The Gaza Cease-Fire Fiasco - Editorial (Wall Street Journal)

  • As Israel's ground incursion into Gaza enters its third week, the goal of America's foremost ally in the region is clear. It must degrade Hamas as a military and political force to the greatest extent possible. That means destroying the rockets the terror group hasn't yet fired at Israel and especially collapsing the network of tunnels used for smuggling weapons and infiltrating into Israel.
  • The irony is that Israel's immediate Arab neighbors privately want it to succeed. Jordan wants no part of a Palestinian state run by Hamas, and neither do the Saudis or Egypt's military government. The Fatah Palestinian faction that runs the West Bank also wants Hamas to emerge weaker. Surely the White House knows this.
  • Yet over the weekend Secretary of State Kerry blundered into the conflict promoting a cease-fire floated by Turkey and Qatar that was close to the terms demanded by Hamas.
  • We're told Mr.

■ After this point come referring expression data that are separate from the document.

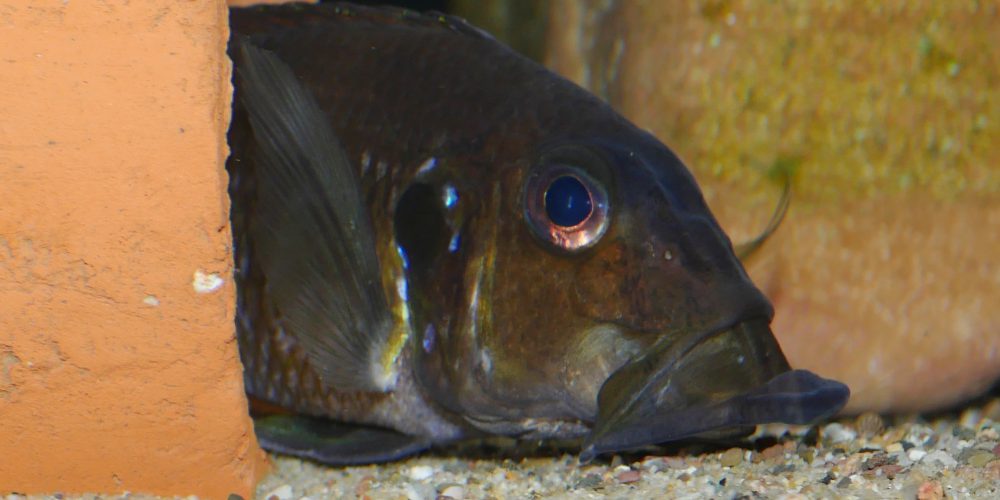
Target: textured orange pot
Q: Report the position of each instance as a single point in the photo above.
(118, 363)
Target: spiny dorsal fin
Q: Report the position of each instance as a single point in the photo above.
(312, 238)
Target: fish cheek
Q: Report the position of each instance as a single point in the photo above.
(420, 227)
(428, 238)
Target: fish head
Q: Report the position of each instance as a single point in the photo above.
(598, 297)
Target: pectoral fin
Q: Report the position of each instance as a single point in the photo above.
(312, 236)
(334, 443)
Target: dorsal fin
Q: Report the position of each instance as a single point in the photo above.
(312, 236)
(264, 18)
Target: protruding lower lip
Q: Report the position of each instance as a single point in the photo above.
(666, 394)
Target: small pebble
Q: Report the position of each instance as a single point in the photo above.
(837, 433)
(732, 457)
(942, 457)
(772, 452)
(453, 492)
(590, 481)
(980, 458)
(283, 492)
(930, 490)
(420, 472)
(629, 476)
(869, 424)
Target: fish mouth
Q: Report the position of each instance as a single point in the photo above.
(728, 379)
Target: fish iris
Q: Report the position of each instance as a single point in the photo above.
(568, 202)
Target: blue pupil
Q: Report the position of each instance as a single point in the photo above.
(567, 202)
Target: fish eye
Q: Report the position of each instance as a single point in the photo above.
(566, 207)
(568, 202)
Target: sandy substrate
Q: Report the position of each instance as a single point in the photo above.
(951, 456)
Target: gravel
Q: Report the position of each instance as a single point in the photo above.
(953, 455)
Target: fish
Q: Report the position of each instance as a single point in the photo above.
(437, 239)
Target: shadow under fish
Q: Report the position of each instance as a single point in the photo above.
(438, 239)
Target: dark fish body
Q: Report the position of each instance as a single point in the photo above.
(441, 238)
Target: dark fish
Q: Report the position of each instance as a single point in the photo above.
(437, 238)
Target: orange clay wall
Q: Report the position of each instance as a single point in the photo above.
(118, 364)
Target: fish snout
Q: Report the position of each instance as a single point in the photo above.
(708, 384)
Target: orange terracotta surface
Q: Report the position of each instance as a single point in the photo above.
(886, 272)
(118, 363)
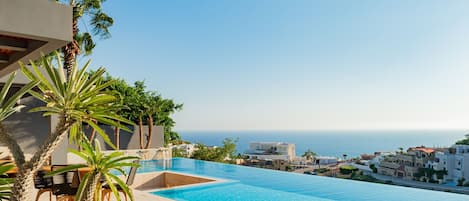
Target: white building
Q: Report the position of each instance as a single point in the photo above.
(271, 151)
(455, 160)
(187, 148)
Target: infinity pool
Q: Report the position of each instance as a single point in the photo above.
(255, 184)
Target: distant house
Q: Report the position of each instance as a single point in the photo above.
(455, 161)
(326, 160)
(406, 164)
(271, 151)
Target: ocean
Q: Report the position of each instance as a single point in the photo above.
(332, 143)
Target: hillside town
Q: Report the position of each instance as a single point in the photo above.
(437, 168)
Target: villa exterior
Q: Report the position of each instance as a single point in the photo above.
(29, 28)
(271, 151)
(455, 160)
(406, 164)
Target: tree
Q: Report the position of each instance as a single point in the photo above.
(101, 166)
(145, 107)
(76, 101)
(5, 182)
(83, 42)
(225, 153)
(309, 155)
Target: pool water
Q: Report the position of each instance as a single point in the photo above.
(255, 184)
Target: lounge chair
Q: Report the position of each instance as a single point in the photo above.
(130, 180)
(43, 184)
(65, 185)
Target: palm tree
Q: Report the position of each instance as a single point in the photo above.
(309, 155)
(99, 22)
(101, 166)
(5, 182)
(75, 102)
(401, 150)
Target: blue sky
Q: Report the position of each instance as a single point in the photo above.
(297, 65)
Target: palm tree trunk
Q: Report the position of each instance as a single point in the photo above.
(140, 131)
(117, 136)
(93, 132)
(71, 50)
(24, 182)
(90, 187)
(150, 129)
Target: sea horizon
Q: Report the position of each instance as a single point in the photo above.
(333, 142)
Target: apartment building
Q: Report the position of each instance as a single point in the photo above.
(455, 161)
(406, 164)
(271, 151)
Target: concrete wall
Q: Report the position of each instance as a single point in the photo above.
(46, 24)
(30, 129)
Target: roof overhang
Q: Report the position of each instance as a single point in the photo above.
(29, 28)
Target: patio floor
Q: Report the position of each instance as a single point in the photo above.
(139, 196)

Kerry is upset about being criticized publicly by an ally, but Israel is a free society and the U.S. doesn't get to impose a gag order.
  • The upshot of the Kerry-Obama plan is that Hamas feels it has even less reason to agree to a cease-fire because sooner or later the Americans will force Israel to stand down.
  • If the President and Mr. Kerry really want to roll back the tide of war, here's a suggestion: Forget the chatter about a cease-fire. Issue statements that support Israel's right to defend itself and that make clear that the way Hamas can stop Israel's incursions is by stopping its terrorism against civilians in Israel and Gaza.